Sou o mil dentro de um.
Sou isto e aquilo, aqui, aí, ali, além, acolá, no horizonte.
Sou o possível no impossível.
Sou o que sou, e só…
Não valho nada por isso.
O segredo? É o amor,
Que induz à perfeição as coisas mais imperfeitas.
Ele torna a sombra em luz sombria e a luz em sombra luminosa.
Ad triumphum.
III
A expressão duma outra natureza
É o olhar, a paz
O sossego, a tranquilidade,
A arte, o sorriso
O olhar, a voz
A água, o ar
O vento, a chuva,
A música e o silêncio.
Uma viagem, um caminho
Uma paz, só um pouquinho.
O ar que trago dentro de mim
Foi o que tirei lá no campo, assim.
Trago em mim a luz
O sabor, o som que recolhi,
Na vegetação que me conduz
Numa rota mágica que escolhi.
Faz-me falta aquele ar
O silêncio e a paz.
Sinto falta de encontrar
Um sossego que tanta falta me faz.
Quero subir essas montanhas,
Cheirar uma árvore,
Dormir e acordar nas terras castanhas,
Sentir que eu me revigore.
Quero sair do barulho,
Sair da agitação
Encontrar o orgulho
Dentro da minha imaginação.
Ricos daqueles que isto têm
Pobres dos outros que o achavam
Sejam lembrados os que provêm
De algures onde até meditavam.
IV
SEM FÉ
Foi-se-me a fé, a crença e a esperança.
Agora seja feita a minha vontade,
Que não espero por outra idade
Para ver o que o que não avança.
Que interessa a boa eternidade,
A enganosa castidade,
O frutuoso e promissor juízo,
Se por ele espero e não o concretizo?
Porquê crer em Quem não se apresenta,
Se a espera se mostra ela inglória
E a presença é ela insatisfatória,
E vivo parado esperando por quem se ausenta?
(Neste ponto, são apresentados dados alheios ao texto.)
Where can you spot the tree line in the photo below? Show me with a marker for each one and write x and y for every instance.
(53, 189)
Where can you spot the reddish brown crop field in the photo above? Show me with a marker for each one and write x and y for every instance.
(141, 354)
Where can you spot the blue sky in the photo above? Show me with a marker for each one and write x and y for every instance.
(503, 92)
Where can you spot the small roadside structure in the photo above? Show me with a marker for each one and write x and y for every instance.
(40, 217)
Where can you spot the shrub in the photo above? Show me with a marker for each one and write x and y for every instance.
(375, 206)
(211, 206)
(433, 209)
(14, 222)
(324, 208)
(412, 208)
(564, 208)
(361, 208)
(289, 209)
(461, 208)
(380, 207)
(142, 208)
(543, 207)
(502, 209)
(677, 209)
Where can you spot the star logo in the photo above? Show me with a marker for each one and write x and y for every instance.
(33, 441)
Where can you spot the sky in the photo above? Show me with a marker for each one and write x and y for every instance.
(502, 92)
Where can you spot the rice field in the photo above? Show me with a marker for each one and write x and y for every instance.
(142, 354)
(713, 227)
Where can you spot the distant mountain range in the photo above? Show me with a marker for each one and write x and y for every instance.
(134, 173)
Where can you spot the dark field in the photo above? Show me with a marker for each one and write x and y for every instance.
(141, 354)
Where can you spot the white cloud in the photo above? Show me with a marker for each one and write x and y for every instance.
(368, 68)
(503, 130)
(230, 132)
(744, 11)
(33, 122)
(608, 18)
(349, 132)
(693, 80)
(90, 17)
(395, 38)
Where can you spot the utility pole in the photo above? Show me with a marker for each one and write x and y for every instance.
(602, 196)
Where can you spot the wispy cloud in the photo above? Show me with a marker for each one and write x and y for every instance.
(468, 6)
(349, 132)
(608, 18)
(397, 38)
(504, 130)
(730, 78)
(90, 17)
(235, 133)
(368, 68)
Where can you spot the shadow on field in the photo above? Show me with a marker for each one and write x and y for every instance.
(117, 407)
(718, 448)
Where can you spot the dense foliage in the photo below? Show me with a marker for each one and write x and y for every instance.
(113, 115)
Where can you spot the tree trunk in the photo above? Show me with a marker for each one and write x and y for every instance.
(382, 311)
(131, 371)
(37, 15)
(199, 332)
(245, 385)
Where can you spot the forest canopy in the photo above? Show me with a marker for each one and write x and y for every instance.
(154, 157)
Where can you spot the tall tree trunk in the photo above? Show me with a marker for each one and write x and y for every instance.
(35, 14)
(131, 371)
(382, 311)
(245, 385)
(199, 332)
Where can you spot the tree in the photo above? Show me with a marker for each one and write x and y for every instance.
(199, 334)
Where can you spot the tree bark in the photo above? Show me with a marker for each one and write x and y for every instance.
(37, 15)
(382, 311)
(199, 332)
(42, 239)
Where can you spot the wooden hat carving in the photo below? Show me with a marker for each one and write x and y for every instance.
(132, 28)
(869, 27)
Porquê viver em esperanças irrisórias,
Em águas paradas, e palavras desperdiçadas,
Em ares vazios e iras de maus gentios?
Para quê sonhar, se o sonho não vive?
Tu é que vives, vive o hoje, o agora
Desapega-te do sonho e da fé,
Porque a oportunidade não está à ré,
E ontem já passou, o amanhã ainda não chegou,
Hoje chego aonde quero,
Porque a esperança nos bloqueia,
Nos faz parar à espera de uma plateia,
Sonhada e desterrada num sonho mero.
Porque o real acontece, e esse se vê,
Porque as provas tardam em chegar,
Porquê continuar a esperar?
Agi e deixai a fé de parte por sua mercê.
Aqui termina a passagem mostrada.